The punch of certain lines concusses long after you've closed Afloat- "From a darkness known only to her / into a light both of us could see"-the author explores the many facets, triumphs, illusions, delusions, highs and lows of being mother, daughter, sister, lover, teacher, creator, nurturer, icon, and rebel. In forceful narrative poems part memoir, lyric, ode, elegy, manifesto, a vibrant musicality, urgent in its revelations, carries from gasp to gasp. These are challenging and captivating cadences. Worth every round.
-Jose Faus, The Life and Times of Jos© Calderon
The speaker in Afloat is at once the girl "irritated / by gravity, a lunar tug on my carved waist," her own mother reaching for Marlboros, and every woman with her "dark-petaled star." Dreamy, associative prose vignettes at the center of the book-an "almanac" of the pandemic-explore the deserted way we found ourselves then, rendered as "the shoe heel of Amelia Earhart . . . the eyetooth of Robinson Crusoe." Anderson's expansive and deeply ethical poems consider what needs mending, the wildernesses we have all crossed to get where we are, and how to navigate our animal selves, whose lot it is to both "swerve from dying" and to "meet the dog/ we all know."
-Rebecca Hart Olander, Singing from the Deep End
"How often I avoid the truth / even as it arrows my way," Anderson writes. "I resemble all women," she says and maps a life from girlhood to maturity-a woman holding a handful of stars ("Boylston Street Station"). With lyricism and generosity, Anderson concludes with a blessing, "Everyone you want to bless / could fill the planet-and so you begin . . . "

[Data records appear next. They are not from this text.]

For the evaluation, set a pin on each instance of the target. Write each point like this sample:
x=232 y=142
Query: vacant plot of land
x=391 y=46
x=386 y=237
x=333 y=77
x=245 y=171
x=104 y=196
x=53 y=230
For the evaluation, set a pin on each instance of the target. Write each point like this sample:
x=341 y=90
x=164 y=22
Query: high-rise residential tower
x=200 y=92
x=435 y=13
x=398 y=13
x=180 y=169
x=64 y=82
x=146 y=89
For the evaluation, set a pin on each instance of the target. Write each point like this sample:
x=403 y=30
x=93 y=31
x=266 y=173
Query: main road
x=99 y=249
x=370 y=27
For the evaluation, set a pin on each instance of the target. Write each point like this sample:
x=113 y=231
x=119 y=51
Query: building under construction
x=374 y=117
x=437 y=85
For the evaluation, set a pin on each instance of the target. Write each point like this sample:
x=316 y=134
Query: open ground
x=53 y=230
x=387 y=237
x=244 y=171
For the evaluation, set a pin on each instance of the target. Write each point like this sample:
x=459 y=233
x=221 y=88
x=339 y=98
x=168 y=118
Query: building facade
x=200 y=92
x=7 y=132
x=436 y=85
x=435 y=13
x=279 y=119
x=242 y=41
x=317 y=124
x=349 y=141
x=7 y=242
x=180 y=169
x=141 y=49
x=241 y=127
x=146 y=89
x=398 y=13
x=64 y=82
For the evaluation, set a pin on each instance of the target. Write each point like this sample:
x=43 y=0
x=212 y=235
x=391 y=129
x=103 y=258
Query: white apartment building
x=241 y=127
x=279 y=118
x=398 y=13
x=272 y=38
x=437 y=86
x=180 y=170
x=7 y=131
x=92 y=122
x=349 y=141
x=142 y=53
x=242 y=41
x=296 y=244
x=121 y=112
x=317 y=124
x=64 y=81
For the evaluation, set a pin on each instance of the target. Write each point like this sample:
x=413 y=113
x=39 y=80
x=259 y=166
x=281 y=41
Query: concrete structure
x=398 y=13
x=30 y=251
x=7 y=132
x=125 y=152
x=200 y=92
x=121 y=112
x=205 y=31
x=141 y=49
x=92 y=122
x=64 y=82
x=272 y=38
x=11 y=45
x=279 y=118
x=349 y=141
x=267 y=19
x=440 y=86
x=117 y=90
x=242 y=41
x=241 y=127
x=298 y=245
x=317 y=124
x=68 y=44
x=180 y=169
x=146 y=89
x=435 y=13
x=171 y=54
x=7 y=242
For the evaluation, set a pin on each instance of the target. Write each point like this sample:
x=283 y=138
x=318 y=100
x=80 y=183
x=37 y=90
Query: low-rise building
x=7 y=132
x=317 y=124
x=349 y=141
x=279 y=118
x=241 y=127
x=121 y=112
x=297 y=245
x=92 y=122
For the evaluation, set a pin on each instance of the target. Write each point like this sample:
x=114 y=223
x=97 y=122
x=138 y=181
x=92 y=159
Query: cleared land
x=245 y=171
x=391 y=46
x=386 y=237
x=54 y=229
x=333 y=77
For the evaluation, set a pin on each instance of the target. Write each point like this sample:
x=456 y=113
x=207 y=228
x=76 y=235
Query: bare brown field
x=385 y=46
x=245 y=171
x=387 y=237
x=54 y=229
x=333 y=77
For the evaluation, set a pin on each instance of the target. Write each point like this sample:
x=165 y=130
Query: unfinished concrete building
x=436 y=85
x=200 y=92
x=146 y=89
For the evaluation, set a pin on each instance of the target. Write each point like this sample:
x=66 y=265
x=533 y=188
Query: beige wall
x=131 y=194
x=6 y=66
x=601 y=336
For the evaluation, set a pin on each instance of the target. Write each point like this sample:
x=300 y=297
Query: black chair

-Cathryn Essinger, The Apricot and the Moon
Afloat brings us moments of luminosity, as in "Heard on the Street," about a bellringer who climbs the spiral stairs to a small belfry to play of all things, "Love Me Tender" for those lucky listeners on the street below. There are any number of beautiful surprises in Afloat, like cutting rhubarb with leaves "larger this year than our two heads/put together," or buying roses and lilies at the grocery store during the pandemic. Anderson is able to turn almost everything we do into a ritual full of spiritual meaning: "Leaving port in the fog,/the captain chanted /the cloud-carved islands /we passed in the bay, each one /a breath-my mother gone,/my father gone-the captain's/ voice fading as we hit / the open sea."